Restoring a stream can be a daunting task.
In 2015, we launched a 10-year ACTION PLAN to guide our efforts. Our work prioritizes addressing those factors that most limit the populations and habitat quality of fish and wildlife. In particular, we focus on lowering stream temperature , enhancing physical habitat, and opening habitat in colder streams that is currently blocked by culverts and dams.
Our Impact Since 2016
Fixed 10 fish passage barriers, improving access to Johnson Creek to endangered salmon and steelhead
Planted over 100,000 trees and shrubs on more than 50 acres, covering more than 5.5 stream miles
Managing a grant for 10 instream restoration projects for four watershed councils as part of a $3.8 million grant from NOAA – one of 38 awards nationwide
Our upland restoration projects focus on capturing stormwater at its source, so it soaks into and is treated by the soil. In this way, trash and other pollutants are intercepted before entering the creek.
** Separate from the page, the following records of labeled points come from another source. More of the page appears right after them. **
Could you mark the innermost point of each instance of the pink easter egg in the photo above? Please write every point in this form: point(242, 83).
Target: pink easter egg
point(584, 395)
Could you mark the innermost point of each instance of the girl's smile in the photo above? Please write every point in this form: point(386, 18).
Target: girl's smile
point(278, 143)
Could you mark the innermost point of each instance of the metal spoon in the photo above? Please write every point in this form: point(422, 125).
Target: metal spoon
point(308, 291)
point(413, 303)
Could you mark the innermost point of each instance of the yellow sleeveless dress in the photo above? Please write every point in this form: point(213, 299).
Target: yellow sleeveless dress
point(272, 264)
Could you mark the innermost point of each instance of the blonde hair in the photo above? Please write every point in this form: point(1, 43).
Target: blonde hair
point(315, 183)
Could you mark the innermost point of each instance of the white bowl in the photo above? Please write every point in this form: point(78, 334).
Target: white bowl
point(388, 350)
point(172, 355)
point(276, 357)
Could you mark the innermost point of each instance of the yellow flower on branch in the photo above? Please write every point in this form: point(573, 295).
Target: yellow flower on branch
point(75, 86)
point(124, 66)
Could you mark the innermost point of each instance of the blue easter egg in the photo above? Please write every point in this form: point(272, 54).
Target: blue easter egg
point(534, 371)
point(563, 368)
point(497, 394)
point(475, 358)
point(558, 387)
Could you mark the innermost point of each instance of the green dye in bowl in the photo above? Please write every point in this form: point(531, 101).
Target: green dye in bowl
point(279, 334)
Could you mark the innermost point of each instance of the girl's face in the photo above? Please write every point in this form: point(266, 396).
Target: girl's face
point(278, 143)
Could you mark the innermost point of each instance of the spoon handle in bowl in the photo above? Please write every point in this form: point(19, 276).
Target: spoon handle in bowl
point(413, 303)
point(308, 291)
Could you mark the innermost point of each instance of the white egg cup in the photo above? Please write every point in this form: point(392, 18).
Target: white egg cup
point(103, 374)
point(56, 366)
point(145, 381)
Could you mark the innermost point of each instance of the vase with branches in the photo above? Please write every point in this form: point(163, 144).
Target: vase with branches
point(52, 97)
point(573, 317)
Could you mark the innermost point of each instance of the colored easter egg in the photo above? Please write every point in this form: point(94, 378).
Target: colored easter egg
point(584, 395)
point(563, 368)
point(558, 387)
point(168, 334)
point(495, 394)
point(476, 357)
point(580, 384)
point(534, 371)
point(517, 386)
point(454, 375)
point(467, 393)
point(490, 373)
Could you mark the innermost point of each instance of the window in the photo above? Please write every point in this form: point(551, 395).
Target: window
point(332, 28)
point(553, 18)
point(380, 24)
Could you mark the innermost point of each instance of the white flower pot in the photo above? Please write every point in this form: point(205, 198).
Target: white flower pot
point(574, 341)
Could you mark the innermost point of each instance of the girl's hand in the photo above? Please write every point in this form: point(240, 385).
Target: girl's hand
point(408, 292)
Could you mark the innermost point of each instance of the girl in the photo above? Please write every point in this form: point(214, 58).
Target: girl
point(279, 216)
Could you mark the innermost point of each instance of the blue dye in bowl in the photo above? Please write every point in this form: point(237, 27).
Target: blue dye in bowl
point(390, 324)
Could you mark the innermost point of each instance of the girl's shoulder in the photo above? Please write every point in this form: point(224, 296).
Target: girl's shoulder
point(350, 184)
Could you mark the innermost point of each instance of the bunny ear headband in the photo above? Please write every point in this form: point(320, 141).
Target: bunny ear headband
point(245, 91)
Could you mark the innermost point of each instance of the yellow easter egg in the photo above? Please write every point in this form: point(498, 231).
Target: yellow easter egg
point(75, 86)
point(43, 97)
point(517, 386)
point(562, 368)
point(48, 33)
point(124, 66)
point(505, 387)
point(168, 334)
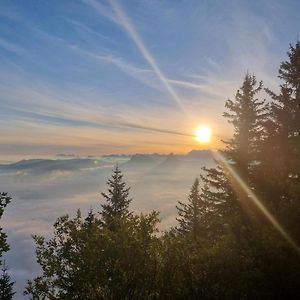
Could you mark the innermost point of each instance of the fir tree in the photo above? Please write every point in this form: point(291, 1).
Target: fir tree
point(117, 200)
point(193, 213)
point(4, 200)
point(247, 114)
point(6, 285)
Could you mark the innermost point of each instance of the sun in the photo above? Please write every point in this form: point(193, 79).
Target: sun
point(203, 134)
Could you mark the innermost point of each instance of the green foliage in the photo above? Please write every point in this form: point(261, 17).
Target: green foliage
point(111, 257)
point(193, 214)
point(222, 247)
point(6, 285)
point(4, 200)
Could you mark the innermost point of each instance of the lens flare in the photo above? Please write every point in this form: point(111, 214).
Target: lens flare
point(219, 157)
point(203, 134)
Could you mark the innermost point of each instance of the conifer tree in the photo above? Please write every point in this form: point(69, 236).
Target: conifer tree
point(4, 200)
point(117, 200)
point(6, 285)
point(193, 213)
point(247, 114)
point(284, 139)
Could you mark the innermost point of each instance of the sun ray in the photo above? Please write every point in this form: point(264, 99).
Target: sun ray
point(219, 157)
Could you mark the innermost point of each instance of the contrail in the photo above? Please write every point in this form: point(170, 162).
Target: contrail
point(153, 129)
point(257, 202)
point(127, 24)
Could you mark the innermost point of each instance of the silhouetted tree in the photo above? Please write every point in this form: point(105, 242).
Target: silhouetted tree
point(111, 257)
point(193, 214)
point(6, 285)
point(117, 200)
point(4, 200)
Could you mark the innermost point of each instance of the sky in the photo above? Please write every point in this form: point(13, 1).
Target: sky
point(92, 77)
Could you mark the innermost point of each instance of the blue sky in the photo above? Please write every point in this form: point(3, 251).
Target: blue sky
point(84, 76)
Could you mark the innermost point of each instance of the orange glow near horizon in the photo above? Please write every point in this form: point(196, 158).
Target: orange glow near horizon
point(203, 134)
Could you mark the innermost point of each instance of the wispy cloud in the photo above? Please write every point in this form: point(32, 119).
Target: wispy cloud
point(128, 26)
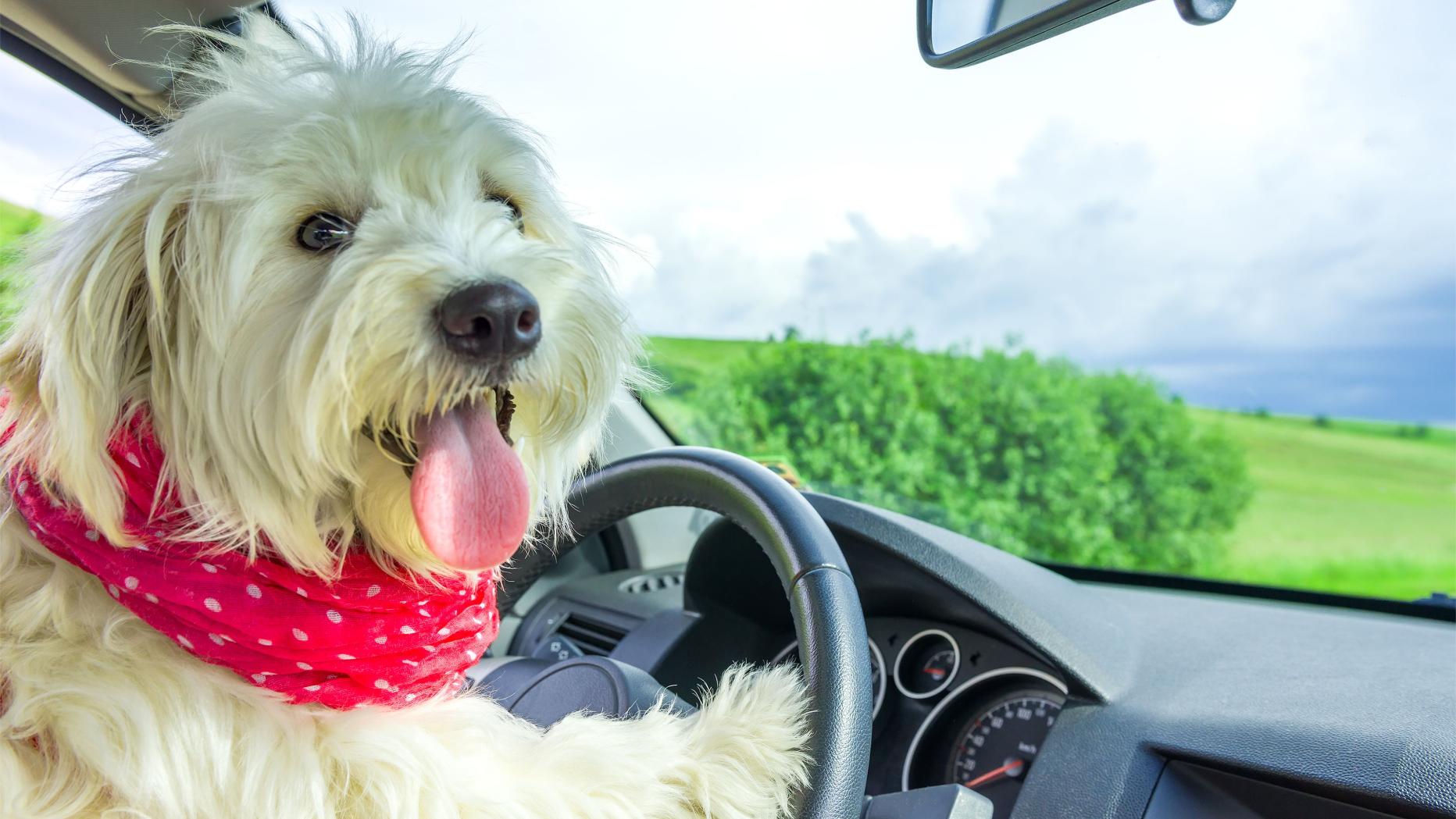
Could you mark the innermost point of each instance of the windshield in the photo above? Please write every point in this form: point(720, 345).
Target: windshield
point(1145, 296)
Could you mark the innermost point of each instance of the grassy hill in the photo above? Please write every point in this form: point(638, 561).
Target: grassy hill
point(1347, 507)
point(1341, 505)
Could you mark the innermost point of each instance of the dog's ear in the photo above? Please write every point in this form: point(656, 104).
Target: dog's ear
point(82, 350)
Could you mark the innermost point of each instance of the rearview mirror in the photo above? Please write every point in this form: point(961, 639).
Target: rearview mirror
point(963, 32)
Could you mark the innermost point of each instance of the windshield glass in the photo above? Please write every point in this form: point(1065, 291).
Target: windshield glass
point(1146, 296)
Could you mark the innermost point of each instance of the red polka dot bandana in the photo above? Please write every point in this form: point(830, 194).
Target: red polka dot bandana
point(366, 639)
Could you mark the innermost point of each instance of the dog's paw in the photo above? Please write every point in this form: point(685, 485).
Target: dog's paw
point(750, 744)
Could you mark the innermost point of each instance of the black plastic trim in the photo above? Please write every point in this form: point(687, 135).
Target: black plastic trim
point(1177, 582)
point(126, 111)
point(1059, 20)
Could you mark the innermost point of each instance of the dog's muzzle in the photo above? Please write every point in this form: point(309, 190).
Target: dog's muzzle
point(492, 323)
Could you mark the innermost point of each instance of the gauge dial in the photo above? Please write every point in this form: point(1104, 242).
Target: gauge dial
point(926, 664)
point(996, 748)
point(877, 670)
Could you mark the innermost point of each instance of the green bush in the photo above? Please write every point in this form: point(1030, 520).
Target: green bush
point(1030, 454)
point(16, 224)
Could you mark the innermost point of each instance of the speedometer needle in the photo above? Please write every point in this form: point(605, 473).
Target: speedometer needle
point(1008, 770)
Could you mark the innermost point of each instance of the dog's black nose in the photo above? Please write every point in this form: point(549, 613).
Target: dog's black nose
point(491, 322)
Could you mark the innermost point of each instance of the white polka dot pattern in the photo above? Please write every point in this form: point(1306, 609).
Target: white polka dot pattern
point(377, 640)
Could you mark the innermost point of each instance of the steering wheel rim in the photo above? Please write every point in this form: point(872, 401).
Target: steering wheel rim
point(827, 618)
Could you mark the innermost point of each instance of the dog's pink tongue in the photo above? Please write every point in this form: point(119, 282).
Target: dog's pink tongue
point(469, 489)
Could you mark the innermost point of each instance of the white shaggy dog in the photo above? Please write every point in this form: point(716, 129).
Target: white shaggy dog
point(271, 286)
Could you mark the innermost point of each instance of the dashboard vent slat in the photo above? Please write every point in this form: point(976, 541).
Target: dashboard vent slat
point(644, 584)
point(591, 636)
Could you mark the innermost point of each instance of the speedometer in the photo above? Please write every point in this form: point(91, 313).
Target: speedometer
point(997, 745)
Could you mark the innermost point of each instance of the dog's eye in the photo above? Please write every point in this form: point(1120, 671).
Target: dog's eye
point(507, 201)
point(325, 232)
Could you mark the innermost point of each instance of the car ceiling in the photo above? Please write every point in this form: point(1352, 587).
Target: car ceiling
point(105, 42)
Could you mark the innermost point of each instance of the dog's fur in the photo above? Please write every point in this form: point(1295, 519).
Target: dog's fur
point(182, 288)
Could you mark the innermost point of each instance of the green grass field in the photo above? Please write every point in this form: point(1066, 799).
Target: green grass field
point(1350, 508)
point(1347, 508)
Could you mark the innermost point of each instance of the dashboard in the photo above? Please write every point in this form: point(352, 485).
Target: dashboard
point(1056, 697)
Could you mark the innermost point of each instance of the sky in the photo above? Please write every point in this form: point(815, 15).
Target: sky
point(1260, 212)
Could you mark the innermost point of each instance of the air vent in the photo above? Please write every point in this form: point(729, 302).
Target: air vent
point(591, 636)
point(644, 584)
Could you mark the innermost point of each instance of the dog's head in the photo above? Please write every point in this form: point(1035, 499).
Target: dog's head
point(352, 301)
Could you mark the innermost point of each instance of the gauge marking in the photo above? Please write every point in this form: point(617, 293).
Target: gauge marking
point(960, 691)
point(997, 746)
point(932, 667)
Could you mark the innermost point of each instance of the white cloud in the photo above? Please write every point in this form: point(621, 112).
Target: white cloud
point(1139, 188)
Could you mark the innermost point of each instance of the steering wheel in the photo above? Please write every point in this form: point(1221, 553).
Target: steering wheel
point(827, 618)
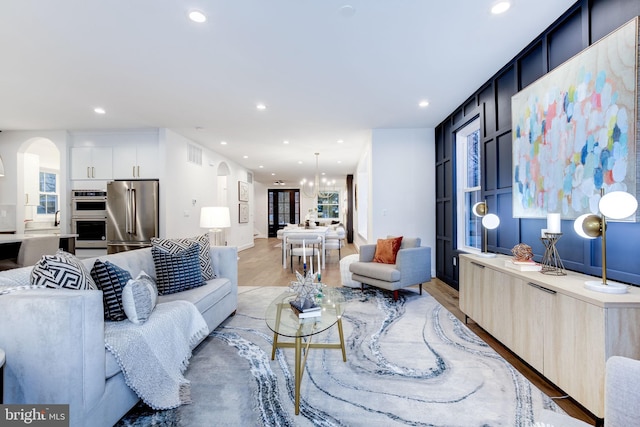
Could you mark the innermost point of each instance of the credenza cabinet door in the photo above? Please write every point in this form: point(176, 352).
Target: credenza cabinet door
point(574, 356)
point(529, 305)
point(565, 332)
point(510, 309)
These projects include constructing rain gardens and mapping stormwater collection pipes that outfall into the watershed.
In the Pacific northwest, most native fish–especially salmon–need cool, clear water to thrive. Planting streambanks with a mix of native trees, shrubs, and groundcovers provides needed shade, prevents erosion, and creates a host of other benefits for fish and wildlife who depend on Johnson Creek.
Both public and private landowners can benefit from partnering with us on riparian restoration projects.
In-stream projects consist of two types of projects: fish passage and habitat enhancement. Fish passage projects focus on opening more habitat for salmon and lamprey through the removal of barriers such as dams and culverts. Habitat enhancement projects focus on improving habitat in the stream through various actions such as installing large wood in the stream banks and opening floodplains.
In-stream and Stormwater Projects 2016-2025
Johnson Creek Watershed Council, along with other area watershed councils, government agencies, tribes, and organizations concerned about healthy watersheds developed a Strategic Restoration Action Plan to guide voluntary restoration activities and improve stream habitat, water quality, and native fish populations.
The Strategic Restoration Action Plan focuses on salmon and steelhead populations that are listed under the Federal Endangered Species Act, as well as anadromous Pacific lamprey and resident Clackamas River Basin bull trout populations.